“It does appear to be best practice and, at least in our experience as a Commissioners Court, that to marinate on the interviews over the course of one voting cycle has been beneficial for us,” Country Judge Sarah Eckhardt said during the public portion of the meeting. “Although I know it’s probably agonizing for the candidates.”
The contenders were chosen from a pool of 45 applicants. An oversight group tasked by commissioners to oversee the development of the office interviewed seven candidates and recommended two—Adeola Ogunkeyede and Katie Wozencroft—for further interviews by commissioners.
Ogunkeyede is a lecturer at the University of Virginia law school’s civil rights clinic and the legal director of the Legal Aid Justice Center’s civil rights and racial justice program. She previously was the director of staff development at the Bronx Defenders.
Wozencroft is the training director at the Bronx Defenders and previously served as a clerk to U.S. District Court Judge Eldon Fallon in Louisiana.

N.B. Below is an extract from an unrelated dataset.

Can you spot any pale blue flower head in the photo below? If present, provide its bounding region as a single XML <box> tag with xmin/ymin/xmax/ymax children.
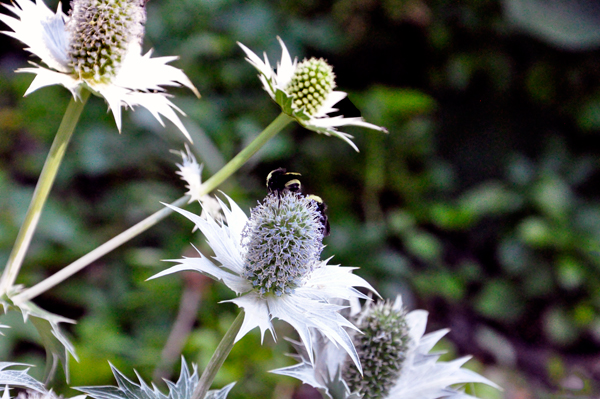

The Bronx Defenders is a nonprofit that pioneered the model of holistic defense; it defends 27,000 low-income Bronx residents each year.
The indigent legal services work group—which consisted of defense attorneys, activists, academics and county staff—that was tasked by commissioners to explore paths to create a public defender’s office cited the Bronx Defenders as a model.
Indigent defendants are those who qualify for appointed counsel because they cannot afford to hire an attorney. The threshold is around $15,600 in annual income for an individual.
With grant funding from the Texas Indigent Defense Commission, a state agency, Travis County is on track to have a fully staffed public defender’s office handling 30% of indigent cases by 2024.
The office will begin taking its first cases this fall.
The remainder of cases will continue to be handled by attorneys paid a flat fee by the county to represent indigent defendants.